The Time Cabinet occupied only the very center of this enormous construction; the rest of it was given over to control instruments, computers, back-up computers and back-ups for the back- ups, and vast amounts of recording instruments: tapes, paper read-outs, holographic crystals.

All the work on the excavation came to a halt. Who in their right mind would root about in the dirt if there was the possibility to see these artifacts and their creators in reality?

“Well, that,” Petrov said on the morning of the sixth day, “is that. Everything is in place. There is room for just one individual in the temporal transposition chamber, and, since this model of the machine has never been fully tested before, I’ll be the first to use it.”

“Certainly not!” Richard said, waving long, skinny arms. “We’ve been arguing this for the last four days; I’m the one who has to go first.”

“Why?” Alice asked.

She was smeared with graphine and covered all over in dust. She hadn’t had a chance to wash or do her hair all day she had been so busy. The technicians needed help, and she had been running all over the excavation with Purr, who had discovered he was utterly unable to refuse Alice anything now that she had saved him from certain death.
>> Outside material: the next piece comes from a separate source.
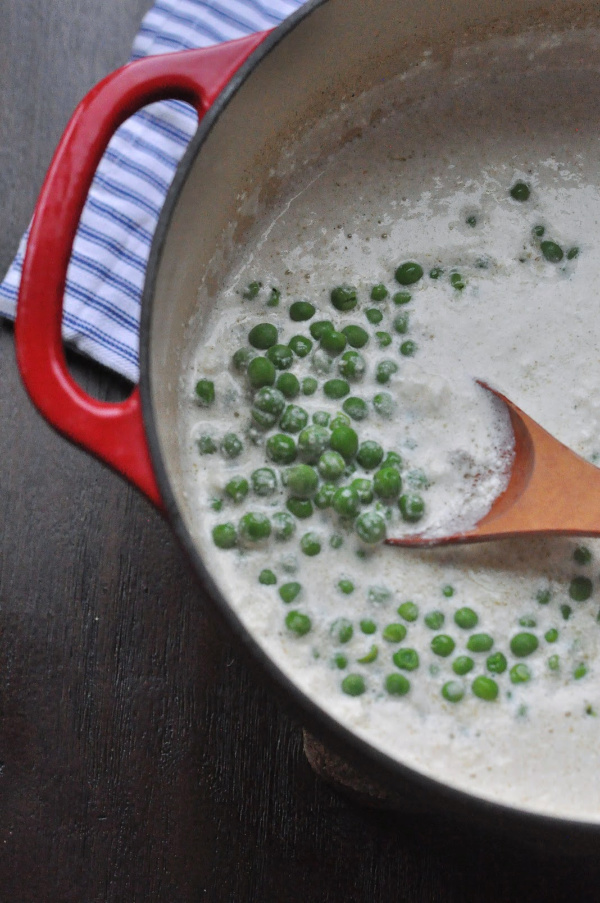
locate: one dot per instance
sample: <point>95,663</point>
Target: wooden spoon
<point>551,490</point>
“Because if anything happens to me, there are a hundred graduate students at the Institute who can take my place, Alice.” Richard said. “But if anything happens to Doctor Petrov, there is no one in the Galaxy who can take his place. It’s simply approaching the matter reasonably; how can we guarantee that absolutely nothing will happen with our machine?”

“There are other things more important.” Petrov said. “Discipline, and I am the one who bears the responsibility for both the machine and for you, Richard.”
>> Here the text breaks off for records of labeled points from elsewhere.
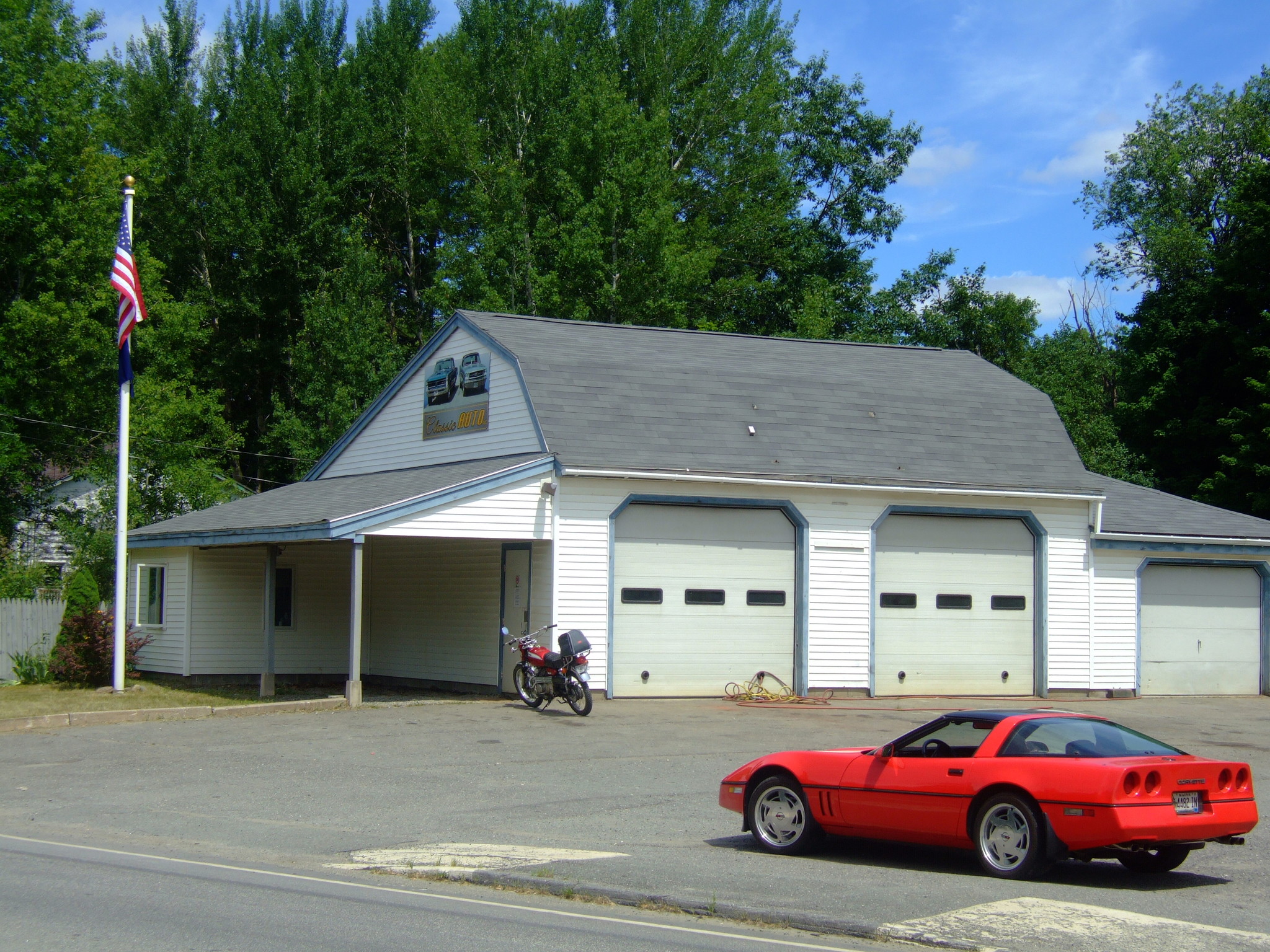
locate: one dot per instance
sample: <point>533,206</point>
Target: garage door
<point>703,596</point>
<point>1201,630</point>
<point>954,607</point>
“I for one would like to go back into the past myself,” Gromozeka said, “but there is no way I could fit into the time machine.”

“Perfectly understandable.” Alice said. “I’d go too.”

Everyone laughed, and no one seemed able to take her seriously. Alice felt her ears burning and almost spoke back up to them when Petrov and Richard went on trying to convince each other who should be first, but before she could Gromozeka carefully pulled Alice to one side with a tentacle and whispered:

“Listen, my child; I did not invite you hear for purely innocent reasons. I think that you still may very well find yourself on a trip to the past. Not now, not the first, but later. And then, what will fall to you will be the most important and complicated part of our work. It is far too early to speak of that. But I swear to you by all the wonders of space itself that at the decisive moment the two of us are going to have something very interesting to do.”